No segundo nível, é possível argumentar quanto ao sucesso de determinados


preceitos jurídicos em adequarem-se ao sentido de sua prática e, consequentemente, se
eles são espécimes de bom Direito. Cumpre destacar que não só o conteúdo da teoria da
justiça adotada, mas também sua aplicação nas situações concretas são passíveis de
discussão objetiva, segundo os critérios da argumentação racional. Passa-se, assim, a
examinar se as teorias aristotélica e rawlsiana de justiça fornecem justificação para as
medidas impostas.

Para Aristóteles, a justiça é a virtude das relações com os outros, primando por
diferentes formas de igualdade interpessoal em relação a bens e malefícios. As
restrições decorrentes do COVID-19 concretizam a modalidade da justiça distributiva,
isto é, a relação de indivíduos com a coletividade para a repartição de ônus e bônus
gerados pelas coisas comuns. De início, deve-se identificar o interesse coletivo que se
pretende tutelar, a saúde pública, bem que se considera comum sob duas perspectivas: o
financiamento público dos serviços de saúde e a interdependência entre as integridades
físicas individuais oriundas da alta taxa de contágio da moléstia. Estabelece-se, em
seguida, que as limitações de liberdade legalmente previstas fomentam a saúde pública,
ao reduzirem as infecções contraídas devido ao contato social.

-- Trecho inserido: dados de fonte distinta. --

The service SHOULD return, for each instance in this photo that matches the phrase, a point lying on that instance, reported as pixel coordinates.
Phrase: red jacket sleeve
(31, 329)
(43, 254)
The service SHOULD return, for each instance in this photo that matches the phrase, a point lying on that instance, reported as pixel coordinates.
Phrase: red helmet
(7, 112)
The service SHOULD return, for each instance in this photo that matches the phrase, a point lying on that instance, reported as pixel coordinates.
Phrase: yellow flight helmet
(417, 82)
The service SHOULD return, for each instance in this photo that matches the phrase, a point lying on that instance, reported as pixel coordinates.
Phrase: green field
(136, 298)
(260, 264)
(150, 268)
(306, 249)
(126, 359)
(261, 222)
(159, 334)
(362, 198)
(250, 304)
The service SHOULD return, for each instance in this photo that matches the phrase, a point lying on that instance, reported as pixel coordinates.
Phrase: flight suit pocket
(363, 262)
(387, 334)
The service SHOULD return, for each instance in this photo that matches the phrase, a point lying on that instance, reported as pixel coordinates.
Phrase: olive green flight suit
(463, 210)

A justiça distributiva aristotélica reclama ainda que os objetos divididos


respeitem um critério adequado, definido a partir da pertinência entre o motivo da
divisão e as qualidades pessoais de cada membro da coletividade. A princípio, a
involuntariedade da pandemia recomenda a igualdade na distribuição das limitações da
liberdade, o que assenta o acerto da lei emergencial. Entretanto, entendo também
razoável que certas pessoas pudessem ser aliviadas de parte dos encargos por condições
pessoais relevantes para a saúde pública, a exemplo dos profissionais de saúde.

Também na visão de Rawls as restrições adequam-se aos princípios da justiça.

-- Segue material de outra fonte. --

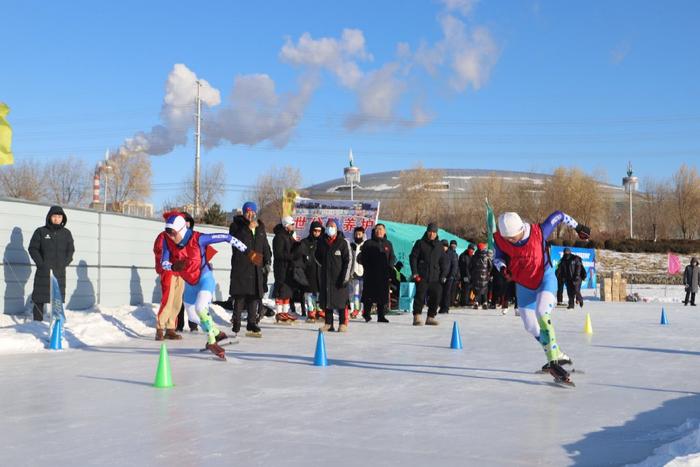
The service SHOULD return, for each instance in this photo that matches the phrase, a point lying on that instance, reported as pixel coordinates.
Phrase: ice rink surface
(393, 394)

Para o autor, a justiça deve ser arguida sob o véu da ignorância, isto é, o
desconhecimento hipotético de nossas condições pessoais como garantia de
imparcialidade e empatia na deliberação coletiva do conteúdo da justiça. Tal prescrição
já impacta a avaliação das medidas em tela: mesmo que já estejamos imunizados ou não
sejamos grupos de risco, impõe-se que pensemos o que escolheríamos caso não
soubéssemos de nossa posição. Ante a gravidade dos riscos envolvidos, penso que
prevaleceria a chancela das medidas restritivas e protetivas.

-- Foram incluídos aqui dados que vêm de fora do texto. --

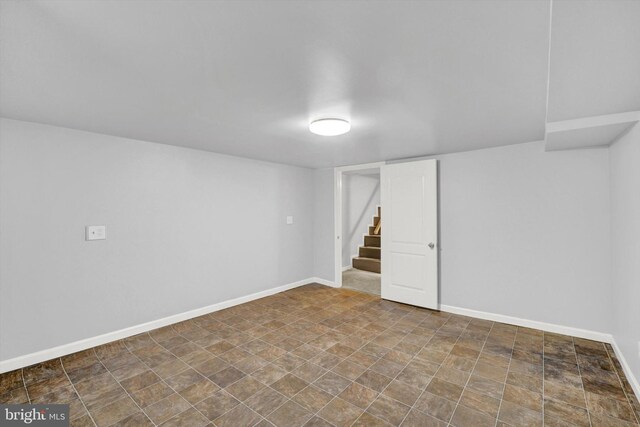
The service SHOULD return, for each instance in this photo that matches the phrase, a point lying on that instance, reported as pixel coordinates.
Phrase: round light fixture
(330, 127)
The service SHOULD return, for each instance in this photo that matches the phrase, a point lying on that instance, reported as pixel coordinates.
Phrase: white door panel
(409, 227)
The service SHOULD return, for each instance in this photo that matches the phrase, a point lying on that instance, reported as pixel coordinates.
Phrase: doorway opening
(397, 200)
(358, 257)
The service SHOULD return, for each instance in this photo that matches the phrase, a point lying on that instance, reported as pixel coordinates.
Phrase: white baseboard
(627, 369)
(63, 350)
(547, 327)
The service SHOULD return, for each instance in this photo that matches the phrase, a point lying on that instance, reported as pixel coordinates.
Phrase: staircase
(368, 258)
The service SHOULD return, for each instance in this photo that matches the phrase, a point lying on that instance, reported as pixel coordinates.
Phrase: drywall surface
(360, 198)
(625, 242)
(323, 225)
(185, 229)
(525, 233)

Quanto ao princípio da igual liberdade, estabeleceram-se as mesmas proibições


para todos, com a menor limitação compatível com as necessidades médicas. Sem
critérios diferenciadores, não há arbitrariedade moral na suspensão temporária de
liberdades básicas dos cidadãos. O princípio da diferença strictu sensu também
autorizaria a distribuição desigual dos recursos, como vacinações, se os não-favorecidos
fossem beneficiados pelo afrouxamento mais célere das restrições.